Crítica – 2020 Nunca Mais

2020 foi um ano ruim, essa é uma afirmação que, mesmo para aqueles que pessoalmente passaram o ano bem, é difícil de discordar. Começou com ares de III Guerra Mundial, água suja para os cariocas e logo o coronavírus fez o mundo parar, mesmo que alguns – como o presidente Brasileiro e o americano – fizessem de tudo para diminuir a gravidade da situação.A realidade se impôs, e o fim do ano chega com quase dois milhões de mortos. Somado a isso, a morte de George Floyd também marcou o ano, assim como os protestos que resultaram deste evento.

Mesmo em um ano tão caótico, as piadinhas nunca pararam, e uma das principais é “imagina ter que fazer a retrospectiva desse ano”. Bem, foi exatamente o que o criador de Black MirrorCharlie Brooker, se dispôs a fazer com 2020 Nunca Maisum documentário satírico sobre o ano que passou, contanto com uma série de estrelas interpretando especialistas de diversas áreas, ou somente pessoas comuns. No elenco temos Samuel L. Jackson, Hugh Grant, Lisa Kudrow, Kumail Nanjiani, Joe Keery e narrado por Lawrence Fishburne.

Além do elenco, outra parte da equipe também é vasta, a dos roteiristas, que, sem contar com Brooker e Annabel Jones, os criadores da empreitada, conta com nada menos que dezoito nomes creditados. Até faz sentido quando se pensa na quantidade de eventos relevantes que ocorreu no ano, mas nenhum sentido quando se de fato assiste ao trabalho, já que ele consiste em basicamente as mesmas piadas que você ouviu durante praticamente o ano todo – mas agora ditas por pessoas famosas e não perfis no twitter com foto de anime.
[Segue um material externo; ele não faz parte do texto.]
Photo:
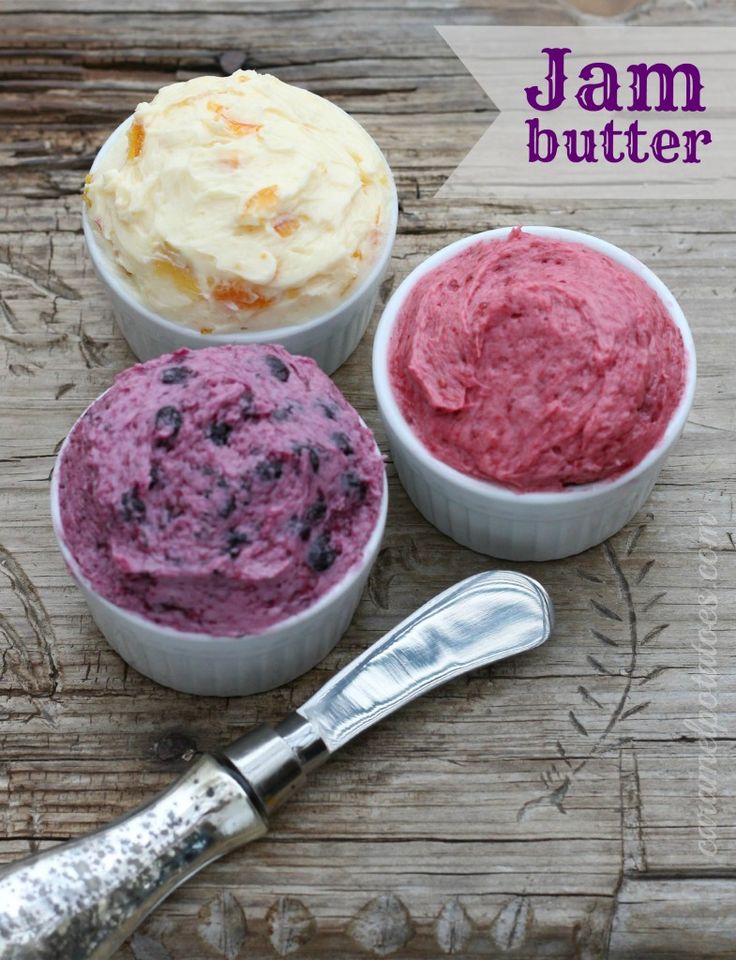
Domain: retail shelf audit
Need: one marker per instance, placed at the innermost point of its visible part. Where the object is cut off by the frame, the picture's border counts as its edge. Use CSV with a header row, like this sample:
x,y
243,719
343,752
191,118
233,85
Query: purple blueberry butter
x,y
220,490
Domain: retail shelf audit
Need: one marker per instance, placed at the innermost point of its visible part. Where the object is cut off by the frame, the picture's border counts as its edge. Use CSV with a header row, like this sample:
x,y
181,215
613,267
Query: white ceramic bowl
x,y
226,666
493,519
329,338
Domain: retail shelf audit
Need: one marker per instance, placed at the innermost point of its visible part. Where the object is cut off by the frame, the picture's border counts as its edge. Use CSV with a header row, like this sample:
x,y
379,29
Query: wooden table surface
x,y
547,807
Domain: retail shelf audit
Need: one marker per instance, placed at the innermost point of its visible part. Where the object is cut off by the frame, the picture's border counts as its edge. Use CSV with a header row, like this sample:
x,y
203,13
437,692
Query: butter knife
x,y
80,900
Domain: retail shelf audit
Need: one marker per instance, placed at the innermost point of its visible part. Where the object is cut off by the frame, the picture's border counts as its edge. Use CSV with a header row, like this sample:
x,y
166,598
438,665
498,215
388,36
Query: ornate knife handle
x,y
80,900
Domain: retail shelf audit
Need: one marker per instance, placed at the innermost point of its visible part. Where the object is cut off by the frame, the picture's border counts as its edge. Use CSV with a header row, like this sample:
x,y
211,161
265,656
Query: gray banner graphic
x,y
601,112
Assim, além de uma retrospectiva dos eventos do ano, 2020 Nunca Mais também é uma retrospectiva das piadas típicas para cada mês ou situação. Gracinha sobre o coronavírus ter vindo de morcegos? Temos, sobre influenciadores sem noção? Também, bilionários de tecnologia sem noção da realidade? Pode apostar. A personagem de Lisa Kudrow consiste inteiramente em fazer piada sobre a característica da administração Trump em negar a realidade, como se ninguém soubesse disso, enquanto a de Leslie Jones se baseia unicamente em ser uma psicóloga que odeia pessoas. Essas duas personagens, inclusive, contam com a mesmíssima piada sobre ter livros cujo título seja uma de suas declarações. O que poderia servir como ponto de partida para algo interessante é, na verdade, tudo que o longa tem a oferecer, nada nunca saí de “2020 foi ruim viu gente” ou elabora nenhuma das suas afirmações extremamente básicas.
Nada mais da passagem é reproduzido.